# Does Running Tone Muscles?



## jmstoge (Dec 1, 2008)

Just wondering if you can get any assistance in toning muscles through running? You'll have to excuse my ignorance if this is a stupid question. Thanks

J


----------



## danzik17 (Dec 1, 2008)

Nope.  There is no such thing as toning, only gaining and losing fat or muscle.

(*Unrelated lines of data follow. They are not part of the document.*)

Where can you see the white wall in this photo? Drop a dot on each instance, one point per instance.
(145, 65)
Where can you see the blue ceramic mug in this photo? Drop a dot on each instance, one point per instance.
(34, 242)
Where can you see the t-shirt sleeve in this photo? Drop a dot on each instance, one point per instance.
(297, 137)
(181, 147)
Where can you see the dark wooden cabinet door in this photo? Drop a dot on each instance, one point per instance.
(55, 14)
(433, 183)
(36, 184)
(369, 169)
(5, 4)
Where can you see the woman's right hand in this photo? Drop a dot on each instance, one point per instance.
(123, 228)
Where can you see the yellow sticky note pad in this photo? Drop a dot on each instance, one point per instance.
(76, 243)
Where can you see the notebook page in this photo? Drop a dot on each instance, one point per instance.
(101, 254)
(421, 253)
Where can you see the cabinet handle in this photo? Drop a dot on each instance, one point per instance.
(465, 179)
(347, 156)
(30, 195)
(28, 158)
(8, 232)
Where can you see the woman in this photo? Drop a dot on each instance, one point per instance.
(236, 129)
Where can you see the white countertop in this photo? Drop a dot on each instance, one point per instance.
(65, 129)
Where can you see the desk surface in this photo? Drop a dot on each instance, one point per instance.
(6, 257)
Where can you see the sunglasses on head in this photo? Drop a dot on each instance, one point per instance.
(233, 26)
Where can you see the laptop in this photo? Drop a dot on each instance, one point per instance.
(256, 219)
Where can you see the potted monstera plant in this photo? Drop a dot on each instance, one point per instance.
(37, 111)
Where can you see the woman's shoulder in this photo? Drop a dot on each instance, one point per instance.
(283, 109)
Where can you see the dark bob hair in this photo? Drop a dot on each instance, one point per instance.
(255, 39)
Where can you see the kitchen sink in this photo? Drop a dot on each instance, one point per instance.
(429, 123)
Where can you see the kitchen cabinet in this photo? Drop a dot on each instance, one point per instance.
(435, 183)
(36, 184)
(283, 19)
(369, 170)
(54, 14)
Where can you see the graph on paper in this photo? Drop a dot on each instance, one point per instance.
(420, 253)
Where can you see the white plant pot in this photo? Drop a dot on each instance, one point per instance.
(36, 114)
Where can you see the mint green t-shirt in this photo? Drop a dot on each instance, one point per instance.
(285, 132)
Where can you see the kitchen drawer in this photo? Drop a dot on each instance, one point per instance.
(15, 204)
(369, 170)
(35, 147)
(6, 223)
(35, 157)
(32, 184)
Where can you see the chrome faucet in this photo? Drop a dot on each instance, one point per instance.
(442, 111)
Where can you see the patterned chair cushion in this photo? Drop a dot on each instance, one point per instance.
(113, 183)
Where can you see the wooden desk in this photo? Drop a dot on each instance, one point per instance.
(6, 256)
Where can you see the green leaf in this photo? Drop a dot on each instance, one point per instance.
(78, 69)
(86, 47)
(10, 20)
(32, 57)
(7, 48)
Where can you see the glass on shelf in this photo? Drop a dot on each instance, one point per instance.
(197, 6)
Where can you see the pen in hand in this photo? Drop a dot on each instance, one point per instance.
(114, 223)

What people commonly refer to as toning is actually losing fat, which is mainly accomplished through diet.


----------



## readyformore (Dec 1, 2008)

diet is everything in weight lifting, if you dont get the right amount of the right stuff then your gonna store fat if to much or loose muscle if to little


----------



## Merkaba (Dec 2, 2008)

danzik17 said:


> Nope.  There is no such thing as toning, only gaining and losing fat or muscle.
> 
> What people commonly refer to as toning is actually losing fat, which is mainly accomplished through diet.



Jesus fucking amen!  

Now try telling that to all the girls in the gym!


----------



## readyformore (Dec 2, 2008)

Merkaba said:


> Jesus fucking amen!
> 
> Now try telling that to all the girls in the gym!



x2 haha all these girl's think there gonna loose all there weight from not eating at all and stuff, alot of girls starve themselves to loose weight, kinda sad...


----------